Advantages of Water-Repellent Preservatives
Retard decay in above-ground applications
Decrease raised grain, checking, warping, and splitting
Inhibit mildew growth on both painted and unpainted wood
Retard iron stain
Stop extractive bleed
Improve paint adhesion
A Water Repellent Preservative (WRP) is an effective finish for a fully exposed
deck. Although the deck will need to be refinished frequently, there is no need
for laborious surface preparation, as is required by film-forming finishes.
Annual refinishing can be done quickly using a brush, roller, or pad. Brush
application works the finish into the wood better than do the other methods.
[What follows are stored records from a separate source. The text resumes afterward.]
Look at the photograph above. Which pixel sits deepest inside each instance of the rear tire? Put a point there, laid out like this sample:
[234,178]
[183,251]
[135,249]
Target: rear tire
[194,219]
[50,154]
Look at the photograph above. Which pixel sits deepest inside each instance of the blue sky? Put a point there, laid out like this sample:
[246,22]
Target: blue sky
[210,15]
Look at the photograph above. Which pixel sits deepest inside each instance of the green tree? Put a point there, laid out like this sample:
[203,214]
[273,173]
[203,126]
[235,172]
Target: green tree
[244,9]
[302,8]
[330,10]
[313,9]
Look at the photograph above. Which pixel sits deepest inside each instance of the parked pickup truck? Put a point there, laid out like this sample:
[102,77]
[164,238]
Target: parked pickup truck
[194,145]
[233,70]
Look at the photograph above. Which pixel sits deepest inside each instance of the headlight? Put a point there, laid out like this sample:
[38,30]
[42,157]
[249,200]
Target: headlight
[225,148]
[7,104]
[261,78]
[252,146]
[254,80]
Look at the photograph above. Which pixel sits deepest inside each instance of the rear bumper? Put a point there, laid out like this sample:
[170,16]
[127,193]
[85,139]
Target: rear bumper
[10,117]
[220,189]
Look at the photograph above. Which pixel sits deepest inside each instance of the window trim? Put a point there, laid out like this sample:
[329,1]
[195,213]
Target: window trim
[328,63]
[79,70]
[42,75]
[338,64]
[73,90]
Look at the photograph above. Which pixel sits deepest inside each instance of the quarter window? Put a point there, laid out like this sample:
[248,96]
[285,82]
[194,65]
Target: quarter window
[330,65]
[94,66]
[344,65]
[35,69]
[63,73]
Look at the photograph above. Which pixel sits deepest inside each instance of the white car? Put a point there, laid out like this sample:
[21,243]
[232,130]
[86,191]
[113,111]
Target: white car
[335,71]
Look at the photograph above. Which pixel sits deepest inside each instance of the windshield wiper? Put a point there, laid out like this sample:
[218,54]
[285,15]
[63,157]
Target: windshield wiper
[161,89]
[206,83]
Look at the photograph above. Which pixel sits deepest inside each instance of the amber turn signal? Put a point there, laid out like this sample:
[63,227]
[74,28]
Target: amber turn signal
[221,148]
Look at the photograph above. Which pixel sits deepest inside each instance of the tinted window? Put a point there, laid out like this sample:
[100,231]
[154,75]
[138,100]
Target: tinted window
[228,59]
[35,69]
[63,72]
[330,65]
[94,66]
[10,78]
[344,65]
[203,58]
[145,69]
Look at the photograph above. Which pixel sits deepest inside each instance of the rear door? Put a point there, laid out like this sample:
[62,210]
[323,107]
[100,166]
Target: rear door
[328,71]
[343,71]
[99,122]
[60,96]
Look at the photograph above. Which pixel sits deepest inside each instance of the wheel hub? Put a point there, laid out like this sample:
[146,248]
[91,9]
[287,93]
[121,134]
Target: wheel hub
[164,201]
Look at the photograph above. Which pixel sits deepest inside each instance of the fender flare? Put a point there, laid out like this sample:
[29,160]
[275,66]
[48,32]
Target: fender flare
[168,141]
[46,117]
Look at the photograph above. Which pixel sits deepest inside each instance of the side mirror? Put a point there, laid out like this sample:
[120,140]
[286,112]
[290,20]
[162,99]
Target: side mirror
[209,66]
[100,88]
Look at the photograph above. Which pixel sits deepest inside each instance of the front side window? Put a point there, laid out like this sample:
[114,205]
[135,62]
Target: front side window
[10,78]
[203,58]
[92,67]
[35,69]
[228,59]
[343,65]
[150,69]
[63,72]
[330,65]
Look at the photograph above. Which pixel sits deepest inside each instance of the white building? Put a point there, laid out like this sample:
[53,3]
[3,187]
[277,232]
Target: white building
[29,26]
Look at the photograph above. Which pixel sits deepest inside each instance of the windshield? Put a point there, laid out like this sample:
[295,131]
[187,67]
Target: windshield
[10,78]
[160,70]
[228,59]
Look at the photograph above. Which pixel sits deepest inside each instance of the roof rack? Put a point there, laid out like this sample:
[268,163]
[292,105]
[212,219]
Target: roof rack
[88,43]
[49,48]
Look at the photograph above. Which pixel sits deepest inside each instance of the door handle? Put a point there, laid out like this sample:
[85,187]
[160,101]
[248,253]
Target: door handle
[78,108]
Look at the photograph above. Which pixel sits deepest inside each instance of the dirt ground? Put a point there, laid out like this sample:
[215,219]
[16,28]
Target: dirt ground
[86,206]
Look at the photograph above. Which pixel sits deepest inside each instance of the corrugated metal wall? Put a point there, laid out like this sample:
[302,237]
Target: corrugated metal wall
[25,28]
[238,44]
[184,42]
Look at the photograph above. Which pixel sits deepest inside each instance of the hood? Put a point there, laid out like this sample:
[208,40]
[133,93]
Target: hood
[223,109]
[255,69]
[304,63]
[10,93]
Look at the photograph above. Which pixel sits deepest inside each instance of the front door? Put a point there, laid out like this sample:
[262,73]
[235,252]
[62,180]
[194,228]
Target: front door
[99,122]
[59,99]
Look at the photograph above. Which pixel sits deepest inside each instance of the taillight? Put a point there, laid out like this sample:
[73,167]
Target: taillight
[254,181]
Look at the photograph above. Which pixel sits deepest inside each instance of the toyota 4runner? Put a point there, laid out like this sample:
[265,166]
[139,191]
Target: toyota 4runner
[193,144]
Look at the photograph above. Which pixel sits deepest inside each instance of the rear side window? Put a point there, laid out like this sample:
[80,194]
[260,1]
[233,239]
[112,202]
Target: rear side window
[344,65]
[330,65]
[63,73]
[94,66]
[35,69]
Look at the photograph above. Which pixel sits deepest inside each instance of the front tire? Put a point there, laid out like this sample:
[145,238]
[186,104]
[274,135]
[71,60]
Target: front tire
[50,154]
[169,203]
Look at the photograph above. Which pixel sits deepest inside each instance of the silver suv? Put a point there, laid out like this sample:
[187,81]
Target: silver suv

The finish should be applied liberally to decay-prone areas around fasteners
Pretreatments for Painted Wood
New Wood--Water repellent and WRP formulations for use as pretreatments
for paint have less wax or other water repellents compared with those
formulated for use without paint. When used as a pretreatment before
painting, a WRP can be applied in the same way as when used as a natural
finish. Freshly treated wood must be allowed to dry. If the treatment is applied
with a brush, allow 2 days of drying in warm weather before painting. If the
wood is dipped for 10 or more seconds, 1 week of drying is necessary before
painting. If enough time is not allowed for most of the solvent to dry from the
wood and for the wax to absorb, the paint applied over the treated wood may
not cure or bond properly. Open joints, such as in siding, miliwork, and facia,
should be caulked after treating with a WR or WRP but before priming.
Refinishing--When applying a WR or WRP to previously painted wood, loose
paint must be removed; the WR or WRP should be brushed into the joints and
unpainted areas. Remove excess WRP from the painted surfaces with a rag.
Allow 3 days of drying in warm weather before repainting.
Removal of Mold and Mildew
If mildew is present, pretreat the wood with a commercial cleaner or a chlorine
bleach-water solution. Allow the wood to dry for 1 or 2 days before refinishing.
Removal of Mildew
Commercially available wood cleaners work quite effectively to remove mildew
and other stains on wood. A mildew cleaner can also be made by dissolving 1
part liquid bleach and some powdered detergent in 2 to 4 parts water.
1/3 cup household detergent
1 quart (5%) sodium hypochlorite (household bleach)
3 quarts warm water
[Note: 1 cup =0.2 liter; 1 quart =0.9 liter]
CAUTION: Do not use a detergent that contains ammonia; ammonia reacts
with bleach to form a poisonous gas. Many liquid detergents may contain other
additives that react with chlorine- containing bleach.
The service life of WRs and WRPs is about 1 year on exposed wood surfaces.
However, WRPs are extremely easy to reapply to some structures, such as
decks. Water repellents and WRPs absorb readily into the end-grain of lumber
and can stop water absorption for many years.